I run away from the subject of Gabe just like I avoid Gabe himself any time he’s around. “This pink head could be an aunt.” I say it because I’m scared to hope for a sister too. I click open the pink avatar, but her profile isn’t public. I’ll have to request contact to find out more, but we share 1800 centimorgans. The third avatar, another blue one, doesn’t give me any info either, just the same “grandparent/uncle/half-sibling” tip.

The front doorknob rattles. I panic, shoving my phone under my leg a half-second before Mom sweeps in and comes to an abrupt stop to blink at Mia as if she’s not at our house all the time. Mom always does this.

“Hi, girls.” She sets her purse on the small table by the door, slides off her high heels, and settles them in their place beneath it. “What are you up to?”

“Nothing,” we say together, immediately sounding like we’re Up To Something.

Mom is forty-two and keeps herself looking young with yoga and regular facials, but in person I can see the emerging lines and stray silver hairs that are airbrushed out of her real estate ads on bus benches and open house signs around Adobe.

“Hi, Maggie,” Mia says. “Sell any houses today?” She’s trying to distract her. I didn’t tell Mom I took the DNA test, and I need time to think before I confront her with any of this.

“Not today, but I have a deal closing this week. Come help in the kitchen and download your day for me.”

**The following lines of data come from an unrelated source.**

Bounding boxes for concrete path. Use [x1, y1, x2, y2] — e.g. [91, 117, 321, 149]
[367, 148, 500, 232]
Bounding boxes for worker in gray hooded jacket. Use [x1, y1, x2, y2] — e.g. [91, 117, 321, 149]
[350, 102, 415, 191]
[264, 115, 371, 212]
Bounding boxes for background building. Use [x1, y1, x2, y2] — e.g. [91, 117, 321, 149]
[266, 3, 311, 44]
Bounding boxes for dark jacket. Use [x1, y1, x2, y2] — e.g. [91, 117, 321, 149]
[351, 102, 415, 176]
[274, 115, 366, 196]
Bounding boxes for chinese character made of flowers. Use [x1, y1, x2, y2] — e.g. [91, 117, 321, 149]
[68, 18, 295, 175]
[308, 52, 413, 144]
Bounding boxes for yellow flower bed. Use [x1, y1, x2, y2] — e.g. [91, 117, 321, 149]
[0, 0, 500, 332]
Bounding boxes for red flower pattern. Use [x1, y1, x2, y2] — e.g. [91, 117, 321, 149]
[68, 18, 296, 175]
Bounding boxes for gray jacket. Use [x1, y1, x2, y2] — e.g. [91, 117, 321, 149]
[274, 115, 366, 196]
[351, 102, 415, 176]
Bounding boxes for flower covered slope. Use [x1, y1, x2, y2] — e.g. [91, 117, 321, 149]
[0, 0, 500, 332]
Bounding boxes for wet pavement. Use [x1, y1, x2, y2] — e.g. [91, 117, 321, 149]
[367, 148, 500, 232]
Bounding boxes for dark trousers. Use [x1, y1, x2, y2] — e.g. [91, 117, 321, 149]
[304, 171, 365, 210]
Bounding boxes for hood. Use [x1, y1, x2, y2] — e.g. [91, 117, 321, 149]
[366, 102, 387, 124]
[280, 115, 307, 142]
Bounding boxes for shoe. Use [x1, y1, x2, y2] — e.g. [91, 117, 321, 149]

“Getting ready for Friday family dinner?” Mia asks. That’s what Mom calls our weekly meal at Robert’s house with his adult children, but there’s nothing “family” about it.

“I’m making eggplant parmesan,” Mom says. “Would you like to come?”

“No, thanks.” Mia climbs from the sofa. “Daniel’s driving from Denver. He’s bringing his girlfriend to meet us.” Daniel is Mia’s middle brother. “Text me after dinner, Kendall.” She waves and lets herself out.

And now, somehow I’m supposed to shoot the breeze with Mom as she tortures an eggplant while I wonder if she’s been lying to me my entire life.